Every so often in a bad movie, there's one good scene just dying to get out. Clearly, it's the aberration, because there's nothing else to recommend the film—but for a fleeting moment, everything just goes right.
Our Family Wedding can claim such a scene, evidence of that old adage about a stopped clock being right twice a day. Movies about weddings—especially romantic comedies about weddings—are ordinarily hard to stomach, and this one is no different: The closer the couple gets to the altar, the more out-of-control their circumstances become.
In this case, it's an interracial wedding comedy with America Ferrera (Ugly Betty) and Lance Gross (House of Payne) caught in the eye of the storm. Their fathers (Carlos Mencia and Forest Whitaker, respectively) try to one-up each other every step of the way, and disaster usually follows.
However, for about 90 seconds, Our Family Wedding is tolerable. As the seating chart for the big day is being put together, Whitaker pictures in his mind where his ex-wife might sit (in the path of an oncoming bus), while Mencia tries to figure out the right table for his hard-core gangster cousin, fresh out of the joint. No, it's not the breakfast montage from Citizen Kane, but it's a hell of a lot better than what surrounds it.
The real disappointment isn't that Our Family Wedding is mostly unfunny, mostly unoriginal and mostly unappealing; it's that the film never tries to go beneath the surface. The comedy is rather racial in nature, gently prodding the black and Hispanic communities about this or that. While the filmmakers certainly have no responsibility to present something more incisive, what good does it do anyone to keep dusting off outdated stereotypes for the purposes of cheap, infrequent laughs? Couple that with the restrictive formula of a wedding comedy, and this film starts circling the drain in a hurry.
There could be a real culture clash to shine a light on, even if as an aside to the rest of the silliness—but to ignore it in favor of tired, hammy pratfalls and old jokes about whether or not what they say about black men is true clearly isn't the way to go, especially when it's as poorly written as this.

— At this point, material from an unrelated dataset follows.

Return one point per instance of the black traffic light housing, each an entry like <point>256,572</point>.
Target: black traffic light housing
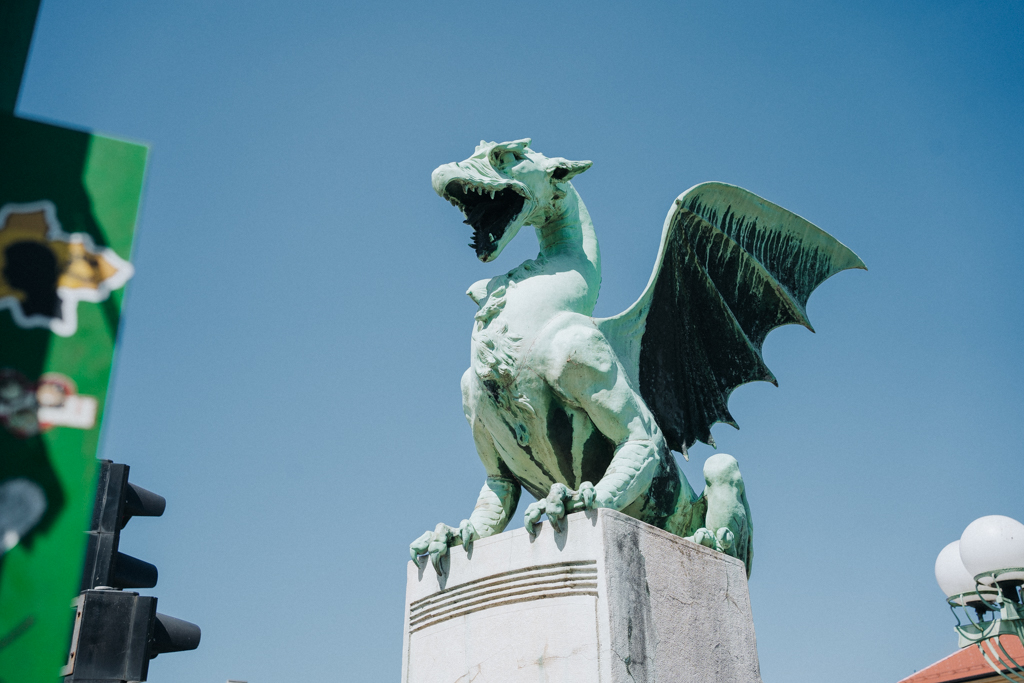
<point>118,632</point>
<point>117,502</point>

The overbearing parents push Ferrera and Gross into a very small corner of the film, which is unfortunate. Going back to Real Women Have Curves and even in the first Sisterhood of the Traveling Pants movie, Ferrera has shown genuine talent, particularly with more emotionally desperate material. But she has so few chances to stitch together moments in her character's journey that she's reduced to being a bystander for two bulls in a china shop.
Surprisingly, it isn't Carlos Mencia stinking up the joint; it's Forest Whitaker, who has a Best Actor Oscar to his credit. Mencia is mostly believable as a hard-working father who doesn't think anyone is good enough for his daughter. Whitaker, on the other hand, exudes some strange kind of self-contentment that makes him hard to bear. He's barely audible unless he's hurling insults at Mencia, and seems more concerned with the clothes he's wearing than anything going on beyond them.
In a way, it's a shame that Our Family Wedding even has the one good scene. That scene would be much more at home in a better film, and this movie would probably be better off living up to the only potential it shows: blissful ignorance.